Stop wasting time with factoids. It's like you're trying to explain to Adam Lanza why it would be unwise for him to walk into Sandy Hook elementary school with a machine gun.
Al8184| 12.29.12 @ 1:24PM
The government knows that wind power can't possibly solve our energy problems. The Left knows it! They're FOOLING you about their motives.
How freaking long is it going to take conservatives to finally figure this out? You aren't going to STOP THEM with debates.
BayouKiki| 12.30.12 @ 6:05PM
Can wind or sun get a jet off the ground?
Cats1cowboy| 12.31.12 @ 10:48AM
I want a windmill attached to the roof of my car. Theoretically, once I reach a certain speed, the car would have a self-sustaining power source. I want federal subsidies to research this concept.

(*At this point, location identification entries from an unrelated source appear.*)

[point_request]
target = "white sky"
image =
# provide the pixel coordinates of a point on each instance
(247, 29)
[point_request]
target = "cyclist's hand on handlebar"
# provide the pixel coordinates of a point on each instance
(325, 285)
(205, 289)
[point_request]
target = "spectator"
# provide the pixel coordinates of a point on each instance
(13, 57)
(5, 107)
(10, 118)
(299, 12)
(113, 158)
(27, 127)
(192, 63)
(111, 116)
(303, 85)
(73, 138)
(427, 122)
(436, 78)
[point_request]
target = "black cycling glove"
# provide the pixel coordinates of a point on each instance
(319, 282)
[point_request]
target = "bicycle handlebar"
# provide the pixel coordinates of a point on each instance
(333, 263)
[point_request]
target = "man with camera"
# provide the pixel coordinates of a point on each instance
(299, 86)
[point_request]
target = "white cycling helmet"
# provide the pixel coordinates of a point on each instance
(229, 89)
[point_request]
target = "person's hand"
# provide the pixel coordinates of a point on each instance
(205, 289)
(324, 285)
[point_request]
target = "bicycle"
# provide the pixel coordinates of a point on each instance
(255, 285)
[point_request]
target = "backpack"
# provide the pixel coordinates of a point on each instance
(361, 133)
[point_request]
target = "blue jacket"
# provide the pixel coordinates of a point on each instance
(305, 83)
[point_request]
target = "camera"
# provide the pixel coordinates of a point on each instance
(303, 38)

An $800 Billion, initial sudsidy should do for starters
Cats1cowboy| 12.31.12 @ 10:48AM
I want a windmill attached to the roof of my car. Theoretically, once I reach a certain speed, the car would have a self-sustaining power source. I want federal subsidies to research this concept. An $800 Billion, initial sudsidy should do for starters
Marc Jeric| 5.13.13 @ 9:24AM
Mullah Obama and his eco-Nazis want to defeat the 1st and 2nd laws of thermodynamics - good luck with that "endeavor:!